Milletvekili eşliğinde gazetelere saldırıyorlar. Ben hemen şunu
söyleyeyim. Sabah Gazetesi’ne yapılan da Star Gazetesi’ne yapılan
da yanlıştır. Medyayı beğeniriz ya da beğenmeyiz. Ama onların
özgürce çalışacağı ortamı sağlamalıyız. Star Gazetesi’ni de,
kurşunlanan Genel Yayın Yönetmeni’ni de aradım, Sabah Gazetesini de
aradım, Hürriyet Gazetesi’ni de aradım.
"UYARI YAPANLAR VATAN HAİNLİĞİYLE SUÇLANDI"
Bunun adı ileri demokrasiyle olmaz olsun böyle demokrasi.
Gazeteciye neden bu fotoğrafı çektin, neden bunu yazdın diyorlar. O
savcı da bilmeli ki haber alma hakkım kısıtlanamaz. TV izleyerek,
gazete okuyarak haber almalıyım. Siz sansürleyerek bu kanallarımı
kapatıyorsunuz. Cumhuriyet Gazetesi’ne de yapılıyor. İnternete
erişimi kısıtlanıyor. Sansür tüm boyutlarıyla çalışıyor. Böyle bir
ortamda yabancı sermaye durmaz. Şimdi çıkış süreci başladı. Kimse
Türkiye’ye güvenmiyor. Bu noktaya geldik, bu noktaya kim getirdi
bizi? Bu soruyu sormuş değil vatandaş. PKK, Paralel… Başka kim
vardı? Askerler… İyi de kardeşim siz ülkeyi yönetiyordunuz neden
sessiz kaldınız. Hata varsa önlemini alsaydınız. Bizim
uyarılarımızın hiçbiri dikkate alınmadı.
Uyarı yapanlar vatan hainliğiyle suçlandı. TÜSİAD mesela… Onları da
vatan hainliği ile suçladılar.
ÇÖZÜM ÖNERİLERİ
İktidarda olsaydık, daha önce yapılan görüşmeleri ortaya koyardık.
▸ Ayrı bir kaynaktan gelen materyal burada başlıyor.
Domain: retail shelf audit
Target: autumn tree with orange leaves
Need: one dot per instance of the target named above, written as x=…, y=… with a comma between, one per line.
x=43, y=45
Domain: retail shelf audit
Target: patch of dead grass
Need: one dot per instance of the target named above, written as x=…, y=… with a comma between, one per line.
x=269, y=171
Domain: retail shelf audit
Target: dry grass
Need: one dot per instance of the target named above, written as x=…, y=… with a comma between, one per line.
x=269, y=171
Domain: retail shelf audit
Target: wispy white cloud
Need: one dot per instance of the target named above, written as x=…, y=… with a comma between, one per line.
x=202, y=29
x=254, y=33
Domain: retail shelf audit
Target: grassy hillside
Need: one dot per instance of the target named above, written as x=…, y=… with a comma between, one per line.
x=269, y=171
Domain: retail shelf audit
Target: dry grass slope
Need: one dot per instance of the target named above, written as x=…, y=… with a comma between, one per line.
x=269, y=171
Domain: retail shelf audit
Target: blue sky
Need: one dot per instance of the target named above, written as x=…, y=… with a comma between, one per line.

Neler vaadettiler, neleri konuştular? Oslo tutanaklarından
başlayarak bunlara bakardık. Her şey yüzde 90 oranında
saklanmıştır.
Topluma hesabını veremeyecekleri angajmanlara girdiler ki
ayrıntıları açıklayamıyorlar. Öyle olmasaydı süreç bu noktaya
taşınmazdı. PKK açıkça 'Söz verdiniz yapmadınız' diyor. Siz PKK'ya
hangi sözleri verdiniz? Söz verdiniz ki sizleri eleştiriyorlar.
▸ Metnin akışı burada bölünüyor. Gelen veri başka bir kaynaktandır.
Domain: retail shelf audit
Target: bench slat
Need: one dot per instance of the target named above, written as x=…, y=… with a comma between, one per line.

Dolmabahçe Mutabakatı'nın arkasında başka şeyler de olabilir. Sayın
Cumhurbaşkanı neden 'bunlar olmaz' dedi. Şimdi tam tersi bir tablo
var. Bu gerçeklerin hiçbirisi bilinmiyor. Biz önce bunları
öğrenirdik.
ÇÖZÜM SÜRECİ
Geçmişte yapılanları masaya yatırırdık. Olabildiğince olayı
toplumsallaştırmak. Bu sorun yani sadece benim değil Türkiye'nin
sorunu. Ne görüşüldü bu güne kadar, Akil İnsanlar onu da
anlatamadı. Bu sorun nasıl çözülecek? Doğru ya da yanlış, bize göre
bunun adresi TBMM. Orada çözülmesi lazım.
Terörle sorunun çözümünü ayırmamız lazım. Kim eline silah aldıysa
kusura bakmasın. AKP gibi yapmayız biz. Kürt vatandaşlar var mı,
temsilcileri var mı? Oturup konuşuruz. HDP de var Diyarbakır'da
geniş bir sivil toplum oluşumu var. Sizin muhatap alacağınız yapı
var zaten. Fakat bunlar PKK'yı muhatap aldı, ona söz verdi.